Decoding pulsatile GnRH signals

Krasimira Tsaneva-Atanasova (University of Bristol (Engineering Mathematics))

Thursday 9th February, 2012 14:00-15:00 Maths-Stats Bldg, LT 325

Abstract

Gonadotrophin-releasing hormone (GnRH) is a hormone released from the brain to control the secretion of reproductive hormones. Pulsatile GnRH can increase fertility (e.g. in IVF programmes) whereas sustained GnRH reduces fertility (and is used to treat hormone-dependent cancer) but the ways in which the GnRH receptor and its intracellular signalling cascade decode these kinetic aspects of stimulation are essentially unknown. In addition, our knowledge is scarce of the intracellular mechanisms that govern frequency modulation of gonadotropins secretion, much less how such fine-tuning is regulated by different signal inputs. There is an emerging concept that differential expression of gonadotropin subunits gene is associated with modification of activation and/or stability of important regulatory proteins and transcription factors.
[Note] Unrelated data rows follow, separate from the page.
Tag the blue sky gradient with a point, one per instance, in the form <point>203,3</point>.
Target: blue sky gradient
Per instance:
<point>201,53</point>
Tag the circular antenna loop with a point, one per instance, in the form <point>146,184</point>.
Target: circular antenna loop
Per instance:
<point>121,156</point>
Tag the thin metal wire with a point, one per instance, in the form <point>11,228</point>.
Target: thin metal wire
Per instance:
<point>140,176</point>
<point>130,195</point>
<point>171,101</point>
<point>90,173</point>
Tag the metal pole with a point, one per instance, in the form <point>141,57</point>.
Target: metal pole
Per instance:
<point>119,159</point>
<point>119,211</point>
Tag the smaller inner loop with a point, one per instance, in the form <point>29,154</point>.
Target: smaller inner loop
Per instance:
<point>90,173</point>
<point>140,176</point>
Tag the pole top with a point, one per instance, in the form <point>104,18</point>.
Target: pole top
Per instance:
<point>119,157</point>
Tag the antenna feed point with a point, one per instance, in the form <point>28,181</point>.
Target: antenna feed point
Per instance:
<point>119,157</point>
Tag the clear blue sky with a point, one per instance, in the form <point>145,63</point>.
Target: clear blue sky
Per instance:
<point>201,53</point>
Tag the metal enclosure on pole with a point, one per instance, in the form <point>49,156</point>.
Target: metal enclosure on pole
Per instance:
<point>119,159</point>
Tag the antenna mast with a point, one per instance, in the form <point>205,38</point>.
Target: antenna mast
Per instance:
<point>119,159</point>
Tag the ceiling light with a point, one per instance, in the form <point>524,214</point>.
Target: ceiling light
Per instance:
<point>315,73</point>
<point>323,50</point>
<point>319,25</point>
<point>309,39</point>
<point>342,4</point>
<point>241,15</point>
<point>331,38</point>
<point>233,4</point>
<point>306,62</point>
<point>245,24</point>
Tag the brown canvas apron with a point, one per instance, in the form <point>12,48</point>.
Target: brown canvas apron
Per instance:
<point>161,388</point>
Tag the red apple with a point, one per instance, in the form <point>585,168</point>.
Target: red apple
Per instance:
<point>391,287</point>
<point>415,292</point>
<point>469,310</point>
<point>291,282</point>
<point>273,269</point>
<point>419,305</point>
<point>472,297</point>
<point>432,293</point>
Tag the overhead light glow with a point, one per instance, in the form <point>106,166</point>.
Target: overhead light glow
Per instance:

We present a signalling pathway model of GnRH-dependent transcriptional activation developed to dissect the dynamic mechanisms of differential regulation of gonadotropin subunits gene. The model incorporates key signalling molecules, including extracellular-signal regulated kinase (ERK) and calcium-dependent activation of Nuclear Factor of Activated T-Cells (NFAT), as well as translocation of activated/inactivated ERK and NFAT across the nuclear envelope. We show that simulations with varying in dose and frequency GnRH pulsatile inputs agree very well with experimental measurements of GnRH-dependent ERK and NFAT responses. In silico experiments designed to probe trancriptional effects downstream of ERK and NFAT reveal that interaction between transcription factors is sufficient to account for frequency discrimination. Finally, using parameter sensitivity and bifurcation analysis we identify key parameter relationships that govern differential expression of gonadotropin subunits gene.